Why do people say dynamic workflows burn tokens?
Because parallelism multiplies model calls. A research or migration workflow can be excellent value per engineering hour and still be a bad value per dollar if you point it at trivial tasks or leave ultracode on for everything.
Should the orchestration script be saved?
If you will repeat the job, yes. Treat a saved workflow like any automation: review it, constrain its tools, and prefer objective stop conditions. One-off exploration can stay ephemeral.
Do I need dynamic workflows to build multi-agent systems in production?

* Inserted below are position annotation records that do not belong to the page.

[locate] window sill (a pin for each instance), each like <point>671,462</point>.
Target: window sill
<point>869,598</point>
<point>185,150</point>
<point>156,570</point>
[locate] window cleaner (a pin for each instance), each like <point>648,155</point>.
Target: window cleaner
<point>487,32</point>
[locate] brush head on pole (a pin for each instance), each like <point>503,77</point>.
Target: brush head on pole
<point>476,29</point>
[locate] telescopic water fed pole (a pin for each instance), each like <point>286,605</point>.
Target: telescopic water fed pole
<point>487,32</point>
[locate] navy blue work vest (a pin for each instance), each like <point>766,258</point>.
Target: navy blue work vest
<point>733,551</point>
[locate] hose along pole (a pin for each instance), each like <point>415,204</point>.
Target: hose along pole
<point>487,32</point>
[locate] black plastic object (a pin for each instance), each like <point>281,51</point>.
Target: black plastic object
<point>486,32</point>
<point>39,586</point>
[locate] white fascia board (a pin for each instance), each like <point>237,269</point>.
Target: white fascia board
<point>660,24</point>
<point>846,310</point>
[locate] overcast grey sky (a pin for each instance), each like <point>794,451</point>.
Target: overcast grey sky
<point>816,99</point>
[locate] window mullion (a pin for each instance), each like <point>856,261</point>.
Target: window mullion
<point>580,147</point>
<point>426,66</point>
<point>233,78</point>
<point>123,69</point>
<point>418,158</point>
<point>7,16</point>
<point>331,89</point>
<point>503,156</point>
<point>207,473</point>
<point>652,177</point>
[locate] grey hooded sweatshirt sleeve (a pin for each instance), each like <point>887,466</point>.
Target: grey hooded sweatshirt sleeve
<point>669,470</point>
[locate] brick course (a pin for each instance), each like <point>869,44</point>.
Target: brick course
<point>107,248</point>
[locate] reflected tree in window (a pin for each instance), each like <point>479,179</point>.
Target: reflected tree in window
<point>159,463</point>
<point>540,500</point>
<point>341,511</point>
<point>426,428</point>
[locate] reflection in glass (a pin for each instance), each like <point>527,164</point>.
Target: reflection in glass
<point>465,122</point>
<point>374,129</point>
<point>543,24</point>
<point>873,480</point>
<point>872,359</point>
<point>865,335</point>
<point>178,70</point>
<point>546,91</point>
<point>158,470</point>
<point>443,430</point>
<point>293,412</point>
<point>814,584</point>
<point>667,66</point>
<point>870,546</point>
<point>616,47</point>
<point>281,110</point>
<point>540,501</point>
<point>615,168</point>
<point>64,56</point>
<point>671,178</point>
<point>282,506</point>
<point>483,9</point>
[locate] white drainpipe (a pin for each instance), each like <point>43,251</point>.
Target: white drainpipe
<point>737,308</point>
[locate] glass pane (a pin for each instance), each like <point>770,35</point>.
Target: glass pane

No. You need clear decomposition, isolation, reduction, authz around tools, and evaluation. Claude Code workflows are one high-leverage way to get that for workspace tasks. Product agents more often use SDKs, queues, and your own orchestrator.
Closing
Strip away the product names and you are left with an old distributed-systems problem: where does control flow live, and how do workers share results without drowning the coordinator?
Claude Code’s answer with dynamic workflows is crisp. Let the model propose a campaign. Put the campaign in a script. Run many isolated workers. Reduce. Optionally attack your own answers. Bring one report home. Compared with a single heroic chat session, that is a more honest machine for migrations, audits, and cross-checked research. Compared with a carefully committed harness, it is a faster way to discover what the harness should have been.
Learn the concept once, and every vendor checklist starts to rhyme — Claude workflows, LangGraph maps, orchestrator–worker services, even the multi-agent setups we wire through MCP tool servers. The fashionable noun will change again. The question “who holds the plan?” will not.